Ramsey’s Diner opened around the same time I started at the University of Kentucky, although I didn’t eat there until a fellow editor at the student daily The Kentucky Kernel took me there for lunch during my senior year. I’ve been devoted to Ramsey’s ever since. They’ve blossomed into a local Lexington chain while maintaining their quality. I’ve eaten at most of their locations across town, but for my now rare trips to Lexington I prefer the original.
Ramsey’s menu is anchored by a meat and three menu, and I’m a particular fan of their chicken fried steak. But the vegetables are the real stars here. Ramsey’s does an excellent job of sourcing locally grown fresh vegetables.
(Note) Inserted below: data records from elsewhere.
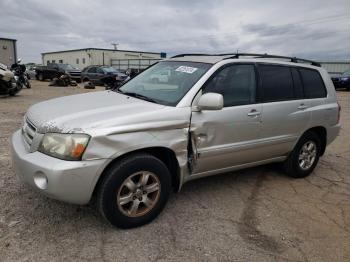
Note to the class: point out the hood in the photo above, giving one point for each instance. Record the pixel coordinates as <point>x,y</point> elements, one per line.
<point>83,112</point>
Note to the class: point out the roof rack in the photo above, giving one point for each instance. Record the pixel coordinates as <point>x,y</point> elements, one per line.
<point>238,55</point>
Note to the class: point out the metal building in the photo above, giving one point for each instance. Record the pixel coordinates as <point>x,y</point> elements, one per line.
<point>8,51</point>
<point>335,68</point>
<point>123,59</point>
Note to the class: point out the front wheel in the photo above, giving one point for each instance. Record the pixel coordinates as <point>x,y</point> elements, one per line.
<point>304,158</point>
<point>134,191</point>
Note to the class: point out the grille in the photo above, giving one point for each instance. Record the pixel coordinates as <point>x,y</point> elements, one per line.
<point>28,132</point>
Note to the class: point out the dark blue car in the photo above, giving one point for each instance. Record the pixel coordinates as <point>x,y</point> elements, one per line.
<point>342,81</point>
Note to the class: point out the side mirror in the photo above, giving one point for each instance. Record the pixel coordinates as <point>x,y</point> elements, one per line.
<point>211,101</point>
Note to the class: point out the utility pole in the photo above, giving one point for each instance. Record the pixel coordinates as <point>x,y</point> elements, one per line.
<point>115,46</point>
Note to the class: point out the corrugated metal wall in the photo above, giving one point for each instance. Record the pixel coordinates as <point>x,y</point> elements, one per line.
<point>7,51</point>
<point>83,58</point>
<point>336,68</point>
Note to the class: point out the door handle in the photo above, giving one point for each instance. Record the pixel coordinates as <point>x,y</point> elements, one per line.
<point>302,107</point>
<point>253,112</point>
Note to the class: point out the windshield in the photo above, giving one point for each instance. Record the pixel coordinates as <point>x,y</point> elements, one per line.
<point>66,66</point>
<point>109,69</point>
<point>166,82</point>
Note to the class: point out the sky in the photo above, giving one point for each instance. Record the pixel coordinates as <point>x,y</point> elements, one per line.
<point>313,29</point>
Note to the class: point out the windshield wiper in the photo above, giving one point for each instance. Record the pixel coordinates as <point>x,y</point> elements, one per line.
<point>137,96</point>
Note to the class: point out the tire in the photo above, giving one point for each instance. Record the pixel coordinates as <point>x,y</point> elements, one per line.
<point>40,77</point>
<point>293,165</point>
<point>115,199</point>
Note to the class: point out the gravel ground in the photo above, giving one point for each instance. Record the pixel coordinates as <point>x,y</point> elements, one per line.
<point>251,215</point>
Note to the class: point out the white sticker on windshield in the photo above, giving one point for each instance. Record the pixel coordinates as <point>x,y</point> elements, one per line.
<point>186,69</point>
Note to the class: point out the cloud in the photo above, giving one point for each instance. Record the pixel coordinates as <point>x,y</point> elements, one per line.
<point>314,29</point>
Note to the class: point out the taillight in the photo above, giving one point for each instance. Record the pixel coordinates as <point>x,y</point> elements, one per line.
<point>339,109</point>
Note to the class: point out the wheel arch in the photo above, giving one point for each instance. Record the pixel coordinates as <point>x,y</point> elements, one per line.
<point>166,155</point>
<point>322,134</point>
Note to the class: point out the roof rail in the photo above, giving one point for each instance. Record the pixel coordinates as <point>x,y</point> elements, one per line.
<point>292,59</point>
<point>238,55</point>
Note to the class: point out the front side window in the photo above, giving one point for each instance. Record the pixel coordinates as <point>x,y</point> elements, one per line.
<point>313,83</point>
<point>277,83</point>
<point>236,83</point>
<point>167,89</point>
<point>92,70</point>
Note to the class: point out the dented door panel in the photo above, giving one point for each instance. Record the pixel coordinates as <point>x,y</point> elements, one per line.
<point>225,138</point>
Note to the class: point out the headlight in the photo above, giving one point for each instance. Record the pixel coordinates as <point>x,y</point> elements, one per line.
<point>64,146</point>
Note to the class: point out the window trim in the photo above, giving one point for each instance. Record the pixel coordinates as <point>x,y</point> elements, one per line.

When I was there it was their annual “Corn Daze” when corn is in season and featured in all its culinary forms.
Living in an agricultural region of the South, it’s frustrating that more restaurants won’t do this. The food is far fresher, the taste better, the local economy stronger. It shows respect for the customers they serve and the community they profit from. Ramsey’s has it right.
These days I get to Ramsey’s so seldomly, maybe twice a year, I can’t resist ordering my favorite thing on the menu: the Hot Brown. The Hot Brown is a Kentucky tradition, and hard to find outside the Commonwealth. It also happens to be the world’s most perfect food, a combination of bread, ham, turkey, mornay sauce, cheese and bacon.
Since corn and tomatoes were in season, I added on fried corn and fried green tomatoes. I didn’t regret the choices in the least. In fact, one can have an incredibly fine meal at Ramsey’s with their vegetable plate.
And did I mention that Ramsey’s has its own attached pie shop? Well, it does, and Missy’s Pies knows what they’re doing. Again, my order is preordained. I can’t not get the key lime pie. The new waitress brought it without the whipped cream, but I sent it back for the necessary garnish.
It’s hard for me to give Ramsey’s an entirely objective review as there is quite a bit of my old Kentucky home nostalgia tied up with it. But I don’t know anything on the menu that I would change. I never leave disappointed, and I imagine if you go you won’t, either.